2024-01-12T22:36:53.406Z

Highlights: Study: Women and Black people less taken seriously in emergency rooms, study finds. Six years after death of Naomie Musenga, a young woman who died in December 2017 after being mocked by a Samu operator. The authors sought to assess the role of gender and ethnic prejudice in the early management of acute coronary syndrome. They distributed a questionnaire to the respondents. They were asked to prioritize the care of fictitious patients of different genders and ethnicities, based on a photo and a description of a clinical case.


Six years after Naomie Musenga's death, a study finds that women and Black people are taken less seriously when they talk about the


Are all patients who come to the emergency department treated the same? Six years after the death of Naomie Musenga, a young woman who died in December 2017 after being mocked by a Samu operator - who had just been indicted for "failure to assist a person in danger" - a study has revived the debate. According to this study, published in December in the European Journal of Emergency Medicine, and relayed by Midi Libre, women and black people are taken less seriously than men and white people by emergency room staff.

This study was carried out last summer among 1,563 people working in emergency departments in France, Belgium, Switzerland or Monaco. The authors sought to assess the role of gender and ethnic prejudice in the early management of acute coronary syndrome – which is characterised by very strong pain in the chest, with a feeling of tightness, according to the French health insurance.

They distributed a questionnaire to the respondents. They were asked to prioritize the care of fictitious patients of different genders and ethnicities, based on a photo and a description of a clinical case.
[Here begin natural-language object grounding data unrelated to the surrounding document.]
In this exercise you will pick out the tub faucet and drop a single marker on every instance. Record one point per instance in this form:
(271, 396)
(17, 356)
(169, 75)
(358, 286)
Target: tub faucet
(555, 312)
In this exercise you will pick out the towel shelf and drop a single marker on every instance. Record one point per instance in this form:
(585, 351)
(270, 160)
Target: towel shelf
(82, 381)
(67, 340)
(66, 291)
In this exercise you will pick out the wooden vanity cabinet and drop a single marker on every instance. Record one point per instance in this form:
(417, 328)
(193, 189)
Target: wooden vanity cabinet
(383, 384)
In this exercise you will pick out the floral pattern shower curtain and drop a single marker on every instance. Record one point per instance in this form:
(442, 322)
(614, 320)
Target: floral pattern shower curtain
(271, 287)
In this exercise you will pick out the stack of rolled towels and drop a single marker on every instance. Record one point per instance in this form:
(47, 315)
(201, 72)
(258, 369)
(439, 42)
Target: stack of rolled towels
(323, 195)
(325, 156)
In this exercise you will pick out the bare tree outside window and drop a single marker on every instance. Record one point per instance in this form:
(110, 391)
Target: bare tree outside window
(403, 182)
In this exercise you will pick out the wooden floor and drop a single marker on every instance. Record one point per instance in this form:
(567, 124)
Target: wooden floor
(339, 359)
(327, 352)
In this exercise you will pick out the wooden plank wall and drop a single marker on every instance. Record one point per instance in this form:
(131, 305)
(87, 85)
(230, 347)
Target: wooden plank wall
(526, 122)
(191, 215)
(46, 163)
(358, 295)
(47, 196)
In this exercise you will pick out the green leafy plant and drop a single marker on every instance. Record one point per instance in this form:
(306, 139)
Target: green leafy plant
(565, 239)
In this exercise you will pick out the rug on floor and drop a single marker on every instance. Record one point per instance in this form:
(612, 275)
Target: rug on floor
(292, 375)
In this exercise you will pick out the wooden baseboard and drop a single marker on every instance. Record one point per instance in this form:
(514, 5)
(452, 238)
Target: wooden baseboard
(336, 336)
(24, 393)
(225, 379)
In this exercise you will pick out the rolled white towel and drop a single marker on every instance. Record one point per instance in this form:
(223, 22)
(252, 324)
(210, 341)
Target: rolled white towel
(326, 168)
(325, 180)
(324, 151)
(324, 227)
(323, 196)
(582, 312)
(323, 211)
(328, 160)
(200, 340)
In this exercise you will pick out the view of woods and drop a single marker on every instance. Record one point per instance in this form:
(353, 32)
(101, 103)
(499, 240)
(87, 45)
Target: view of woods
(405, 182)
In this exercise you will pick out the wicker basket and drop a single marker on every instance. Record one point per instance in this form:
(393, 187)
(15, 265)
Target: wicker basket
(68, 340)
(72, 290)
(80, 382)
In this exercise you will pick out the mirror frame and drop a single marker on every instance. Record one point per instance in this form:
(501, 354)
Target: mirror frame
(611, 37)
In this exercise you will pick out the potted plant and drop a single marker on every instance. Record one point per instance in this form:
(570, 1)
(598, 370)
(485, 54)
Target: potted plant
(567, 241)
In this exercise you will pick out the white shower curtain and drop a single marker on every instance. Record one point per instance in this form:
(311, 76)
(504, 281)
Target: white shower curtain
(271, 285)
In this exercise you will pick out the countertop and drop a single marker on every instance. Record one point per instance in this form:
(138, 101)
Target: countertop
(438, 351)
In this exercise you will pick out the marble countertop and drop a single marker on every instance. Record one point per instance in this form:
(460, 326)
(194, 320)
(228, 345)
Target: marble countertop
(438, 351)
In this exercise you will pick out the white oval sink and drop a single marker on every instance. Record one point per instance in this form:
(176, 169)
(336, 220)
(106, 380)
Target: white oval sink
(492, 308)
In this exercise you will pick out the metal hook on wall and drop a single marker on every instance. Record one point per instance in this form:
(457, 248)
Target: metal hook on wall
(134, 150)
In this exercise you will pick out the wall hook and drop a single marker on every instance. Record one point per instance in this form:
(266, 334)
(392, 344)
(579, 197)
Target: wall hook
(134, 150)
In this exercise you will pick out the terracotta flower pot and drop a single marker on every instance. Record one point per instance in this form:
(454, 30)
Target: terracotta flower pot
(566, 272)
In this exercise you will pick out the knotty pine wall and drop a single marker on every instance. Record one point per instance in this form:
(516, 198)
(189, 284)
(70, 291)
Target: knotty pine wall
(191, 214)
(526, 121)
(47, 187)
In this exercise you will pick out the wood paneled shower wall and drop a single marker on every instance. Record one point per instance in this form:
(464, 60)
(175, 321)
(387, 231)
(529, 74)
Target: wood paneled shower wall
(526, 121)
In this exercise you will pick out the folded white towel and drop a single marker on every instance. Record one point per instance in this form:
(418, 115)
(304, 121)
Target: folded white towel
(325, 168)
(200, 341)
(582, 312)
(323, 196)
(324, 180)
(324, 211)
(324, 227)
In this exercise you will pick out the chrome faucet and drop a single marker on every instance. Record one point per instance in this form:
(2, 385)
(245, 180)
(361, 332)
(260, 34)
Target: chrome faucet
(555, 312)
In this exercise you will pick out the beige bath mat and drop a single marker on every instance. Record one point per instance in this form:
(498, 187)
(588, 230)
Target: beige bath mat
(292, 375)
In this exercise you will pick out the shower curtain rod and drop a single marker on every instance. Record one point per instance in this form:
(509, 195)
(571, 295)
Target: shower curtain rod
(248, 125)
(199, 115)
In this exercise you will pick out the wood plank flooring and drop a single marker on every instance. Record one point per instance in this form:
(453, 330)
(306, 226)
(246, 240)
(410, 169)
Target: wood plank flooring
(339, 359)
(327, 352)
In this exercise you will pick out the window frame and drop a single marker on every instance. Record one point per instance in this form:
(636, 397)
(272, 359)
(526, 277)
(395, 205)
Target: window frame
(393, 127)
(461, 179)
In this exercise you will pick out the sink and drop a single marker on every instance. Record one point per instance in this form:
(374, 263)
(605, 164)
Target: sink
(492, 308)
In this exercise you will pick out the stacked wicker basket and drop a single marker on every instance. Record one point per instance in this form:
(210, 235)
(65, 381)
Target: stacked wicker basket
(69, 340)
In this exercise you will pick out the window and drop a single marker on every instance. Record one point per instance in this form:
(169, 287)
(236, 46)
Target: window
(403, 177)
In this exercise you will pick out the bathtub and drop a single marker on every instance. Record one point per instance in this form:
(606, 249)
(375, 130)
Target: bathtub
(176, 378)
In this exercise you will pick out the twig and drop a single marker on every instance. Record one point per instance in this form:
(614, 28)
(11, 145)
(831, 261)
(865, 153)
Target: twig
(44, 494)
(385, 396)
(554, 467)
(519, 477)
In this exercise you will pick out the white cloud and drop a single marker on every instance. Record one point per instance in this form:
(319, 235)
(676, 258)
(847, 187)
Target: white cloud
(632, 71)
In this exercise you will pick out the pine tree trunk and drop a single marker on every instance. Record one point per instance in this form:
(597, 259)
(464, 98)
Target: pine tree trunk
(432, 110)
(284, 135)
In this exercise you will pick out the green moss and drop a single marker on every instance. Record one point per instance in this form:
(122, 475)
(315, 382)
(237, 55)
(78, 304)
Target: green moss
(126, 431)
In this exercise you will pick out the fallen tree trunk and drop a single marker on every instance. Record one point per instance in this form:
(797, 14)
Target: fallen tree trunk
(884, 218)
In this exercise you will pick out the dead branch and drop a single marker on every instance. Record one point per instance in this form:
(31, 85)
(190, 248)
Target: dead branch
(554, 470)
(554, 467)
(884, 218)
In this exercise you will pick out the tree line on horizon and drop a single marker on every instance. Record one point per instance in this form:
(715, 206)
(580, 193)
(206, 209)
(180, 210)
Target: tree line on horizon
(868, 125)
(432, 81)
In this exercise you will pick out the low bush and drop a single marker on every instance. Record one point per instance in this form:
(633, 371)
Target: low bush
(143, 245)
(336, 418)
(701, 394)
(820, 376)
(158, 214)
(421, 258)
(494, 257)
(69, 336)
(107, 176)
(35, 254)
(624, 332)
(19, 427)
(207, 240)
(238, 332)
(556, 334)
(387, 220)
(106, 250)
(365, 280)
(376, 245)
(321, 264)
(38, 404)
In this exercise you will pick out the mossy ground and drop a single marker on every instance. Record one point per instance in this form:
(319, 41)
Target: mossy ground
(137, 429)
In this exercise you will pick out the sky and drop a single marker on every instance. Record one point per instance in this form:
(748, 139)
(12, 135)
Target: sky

The authors concluded that "visualization of simulated patients with different characteristics altered the prioritization decision." In other words, for similar cases, the level of priority was not the same depending on the characteristics of the patient. In this case, men were given higher priority than women; and cases from white patients were considered higher priority than those from black patients.

"Mediterranean Syndrome"

In France, a survey conducted in 2018, a few months after the death of Naomie Musenga, had already revealed discrimination against emergency patients. Conducted by several associations, it highlighted a "Mediterranean syndrome widely disseminated in the medical profession". A theory according to which people of North African origin tend to exaggerate their pain, which makes them less taken seriously when they present to the emergency room.

A "fantasy", had at the time responded to the Parisian François Braun, then president of Samu-Urgences France. "In medical regulation, the personality of the appellant is taken into account. The interrogation varies according to whether it is voluble, withdrawn... But there is no link with ethnicity," he said.